Mateo 5:37 (RVR60)
"Pero sea vuestro hablar: Sí, sí; no, no; porque lo que es más de esto, de mal procede."
Introducción: El Valor de una Palabra Sencilla
Vivimos en una era donde las palabras han perdido su peso. Los contratos se redactan con letras pequeñas, las promesas políticas se desvanecen al día siguiente de las elecciones, y las conversaciones cotidianas están salpicadas de exageraciones, evasivas y medias verdades. En este contexto, las palabras de Jesús en el Sermón del Monte resuenan con una fuerza contracultural que debería sacudir a todo creyente.

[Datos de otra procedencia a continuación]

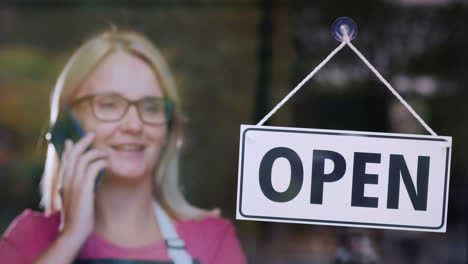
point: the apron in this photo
(175, 245)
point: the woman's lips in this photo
(128, 151)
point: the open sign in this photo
(345, 178)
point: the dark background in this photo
(233, 61)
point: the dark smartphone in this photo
(67, 127)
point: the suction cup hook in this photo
(344, 25)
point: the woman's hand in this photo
(78, 171)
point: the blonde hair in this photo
(80, 65)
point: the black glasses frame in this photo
(169, 106)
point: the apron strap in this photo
(175, 245)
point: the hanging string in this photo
(347, 41)
(299, 86)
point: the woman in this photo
(121, 92)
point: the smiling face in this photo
(133, 146)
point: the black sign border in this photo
(360, 224)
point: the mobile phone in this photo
(67, 127)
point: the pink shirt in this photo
(211, 241)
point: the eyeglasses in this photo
(112, 107)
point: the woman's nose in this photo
(131, 121)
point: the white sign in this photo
(343, 178)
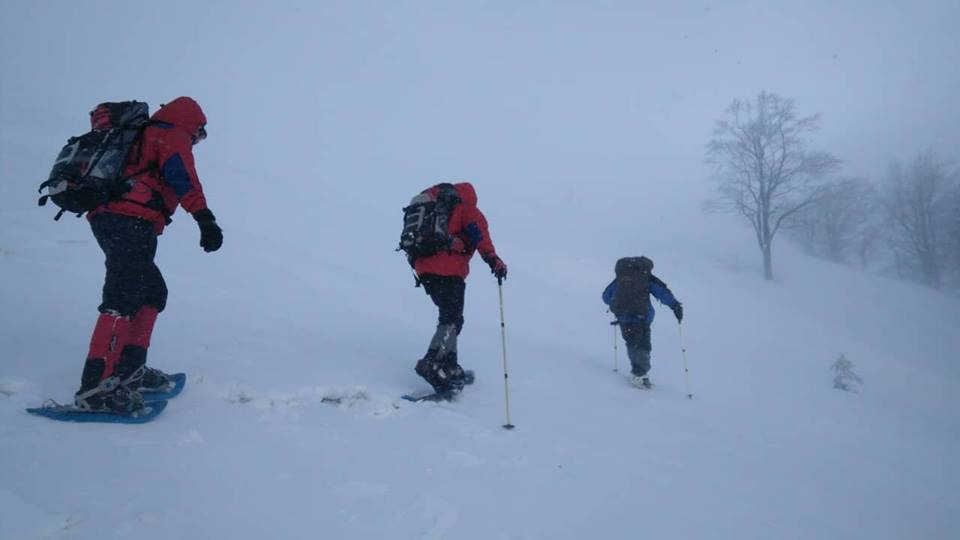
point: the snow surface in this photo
(291, 424)
(582, 126)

Cuando Jesús pronunció estas palabras, no estaba ofreciendo un consejo opcional para personas especialmente piadosas. Estaba estableciendo un principio fundamental del Reino de Dios: la integridad absoluta en el hablar. En un mundo donde la mentira se ha normalizado, el seguidor de Cristo está llamado a ser diferente. Su "sí" debe ser sí, y su "no" debe ser no. Sin ambigüedades, sin segundas intenciones, sin letras pequeñas.
Este versículo, breve pero profundo, encierra una enseñanza que transforma no solo nuestra manera de hablar, sino nuestra manera de ser. Porque Jesús no está simplemente hablando de semántica; está hablando del carácter. Está diciendo que la persona íntegra no necesita jurar para que se le crea, no necesita adornar sus palabras para que tengan valor. Su vida misma es su juramento.

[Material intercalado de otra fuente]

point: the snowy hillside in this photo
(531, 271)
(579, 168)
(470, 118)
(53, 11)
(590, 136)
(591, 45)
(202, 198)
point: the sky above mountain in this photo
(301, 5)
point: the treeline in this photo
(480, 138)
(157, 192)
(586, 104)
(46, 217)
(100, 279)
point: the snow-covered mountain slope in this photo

I. El Contexto: Una Enseñanza Contra la Cultura del Juramento
Para comprender plenamente Mateo 5:37, debemos entender el contexto en el que Jesús lo pronunció. En los versículos anteriores (Mateo 5:33-36), Jesús aborda la cuestión de los juramentos:
"Además habéis oído que fue dicho a los antiguos: No perjurarás, sino cumplirás al Señor tus juramentos. Pero yo os digo: No juréis en ninguna manera; ni por el cielo, porque es el trono de Dios; ni por la tierra, porque es el estrado de sus pies; ni por Jerusalén, porque es la ciudad del gran Rey. Ni por tu cabeza jurarás, porque no puedes hacer blanco o negro un solo cabello."
La práctica religiosa de la época había desarrollado un sistema complicado de juramentos. Se enseñaba que ciertos juramentos eran vinculantes y otros no, dependiendo de por qué objeto se juraba. Jurar por el templo no obligaba, pero jurar por el oro del templo sí. Jurar por el altar no comprometía, pero jurar por la ofrenda sobre el altar sí. Este sistema casuístico había convertido el juramento en un instrumento de engaño legalizado.

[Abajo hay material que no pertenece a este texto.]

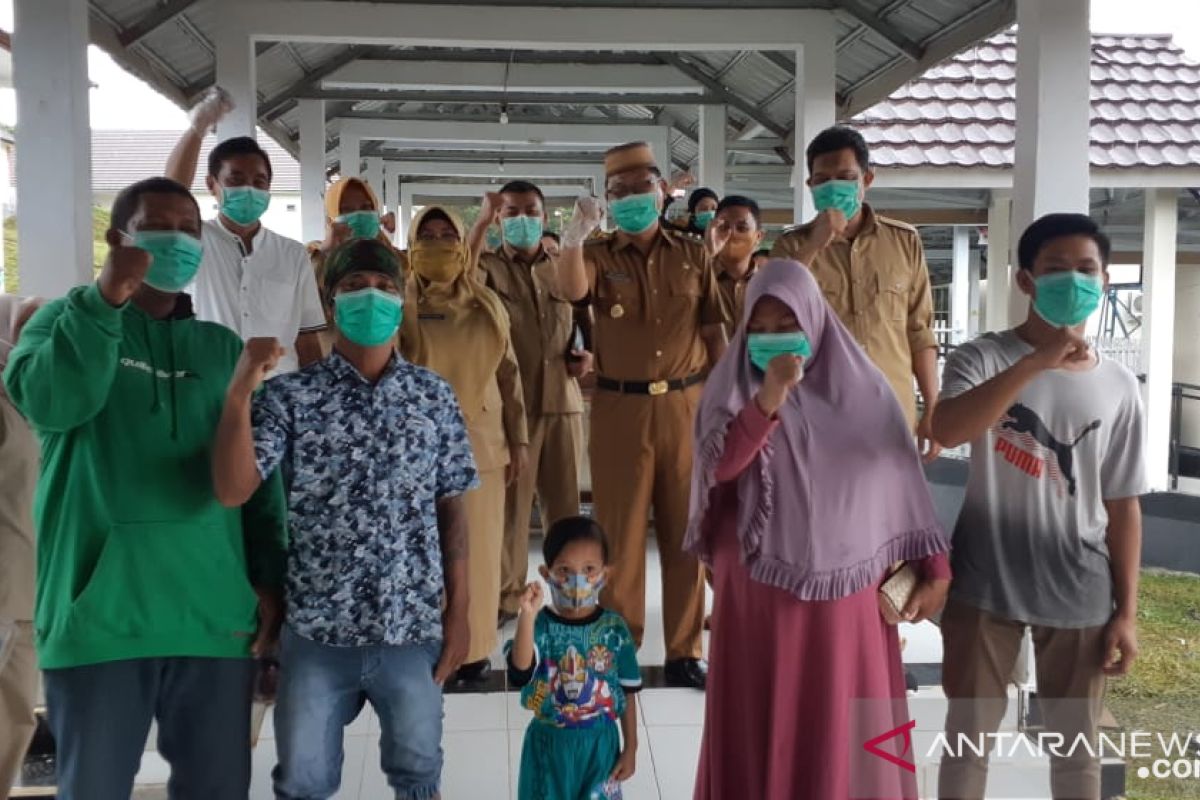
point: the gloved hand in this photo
(211, 109)
(585, 220)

Jesús cortó de raíz este sistema corrupto. Su enseñanza fue radical: el discípulo no necesita jurar en absoluto. ¿Por qué? Porque su palabra debería ser tan confiable que un simple "sí" o "no" tenga todo el peso de un juramento solemne.
La Cultura Actual: Una Versión Moderna del Mismo Problema
Podríamos pensar que esta práctica quedó en el pasado, pero la realidad es que vivimos una versión moderna del mismo problema. Hoy no juramos por el templo o por Jerusalén, pero hemos desarrollado nuestras propias formas de evadir el compromiso:
"Te lo prometo" — cuando en realidad no tenemos intención de cumplir.
"Mañana te llamo" — cuando sabemos que nunca llamaremos.
"Cuenta conmigo" — cuando esperamos que la situación nunca se presente.
"Te apoyo en oración" — cuando ni siquiera recordamos el nombre de la persona al día siguiente.
Hemos aprendido a usar palabras que suenan comprometedoras pero que en realidad no comprometen nada. Y Jesús dice: basta de eso. Que tu "sí" sea sí, y tu "no" sea no.
II. El Significado Profundo: Más Allá de las Palabras
La Integridad Como Estilo de Vida
Cuando Jesús dice "sea vuestro hablar: Sí, sí; no, no", no está simplemente estableciendo una regla de etiqueta verbal. Está describiendo una forma de ser. La palabra griega que se traduce como "hablar" es logos, que no se refiere solo a las palabras emitidas, sino al discurso, a la razón, a la expresión de lo que uno es por dentro.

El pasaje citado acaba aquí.